The present disclosure relates to a gallium nitride (GaN) based semiconductor light-emitting device and a method for producing the same.
In light-emitting devices (GaN based semiconductor light-emitting devices) including an active layer composed of gallium nitride compound semiconductor, control of the band gap energy by means of the (alloy) composition and the thickness of the active layer results in a wide emission wavelength range from ultraviolet to infrared. GaN based semiconductor light-emitting devices, such as light-emitting diodes (LEDs), that emit light rays of various colors are already commercially available and used for wide applications, such as image displays, luminaries, inspection apparatuses, and sterilizing light sources. Furthermore, blue-violet semiconductor lasers have also been developed and used as pickups for reading and writing of large-capacity optical discs.
A typical GaN based semiconductor light-emitting device has a structure of a first GaN based compound semiconductor layer with an n-type conductivity, an active layer, and a second GaN based compound semiconductor layer with a p-type conductivity stacked in that order on a substrate.
In such a GaN based semiconductor light-emitting device, U.S. Pat. No. 6,635,904 B2 discloses a technique in which a smoothing layer is formed by crystal growth between an active layer and a first GaN based compound semiconductor layer. The formation of the smoothing layer significantly improves characteristics. A similar report discloses that the formation of an InGaN layer having an In content of about 0.04 and functioning as an underlying layer of an active layer that has a quantum well structure and that emits blue-violet light increases photoluminescence efficiency to 70%, which have been 30% to 40% in the past (see, T. Akasaka, H. Gotoh, T. Saito, and T. Makimoto, Appl. Phys. Lett., vol. 85, pp. 3089-3091 (2004)).

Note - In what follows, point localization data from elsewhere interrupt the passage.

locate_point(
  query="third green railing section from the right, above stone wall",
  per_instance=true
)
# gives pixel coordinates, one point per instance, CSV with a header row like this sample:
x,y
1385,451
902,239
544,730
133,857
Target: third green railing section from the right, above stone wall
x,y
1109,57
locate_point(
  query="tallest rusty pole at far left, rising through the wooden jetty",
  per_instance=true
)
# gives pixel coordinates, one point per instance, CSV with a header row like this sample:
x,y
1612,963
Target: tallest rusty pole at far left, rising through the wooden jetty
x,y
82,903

It has been known that a technique for the formation of a second GaN based compound semiconductor layer above an active layer having a superlattice subjected to uniform or modulation doping, the superlattice containing a Mg-doped AlGaN sublayer and a Mg-doped GaN sublayer. The formation of the second GaN based compound semiconductor layer having the superlattice increases hole concentration (for example, see K. Kumakura and N. Kobayashi, Jpn. J. Appl. Phys. vol. 38 (1999) pp. L1012; P. Kozodoy et al., Appl. Phys. Lett. 75, 2444 (1999); and P. Kozodoy et al., Appl. Phys. Lett. 74, 3681 (1999)). This technique is one in which high hole concentration is two-dimensionally obtained on the basis of the piezoelectric effect due to strain. Furthermore, it is possible to obtain the effect on conduction in the second GaN based compound semiconductor layer in the thickness direction, i.e., it is possible to reduce series resistance, by optimization of the superlattice period.
GaN based semiconductor light-emitting devices may be required to achieve high luminous efficiency in operation at a high operating current density (for example, an operating current density of 50 A/cm2 to 100 A/cm2 or more) and to achieve a significant reduction in operation voltage. However, none of the references describe specific means and measures for achieving such demands.
It is desirable to provide a GaN based semiconductor light-emitting device having a structure providing high luminous efficiency in operation at a high operation current density and a significant reduction in operation voltage. Furthermore, it is desirable to provide a method for producing the GaN based semiconductor light-emitting device.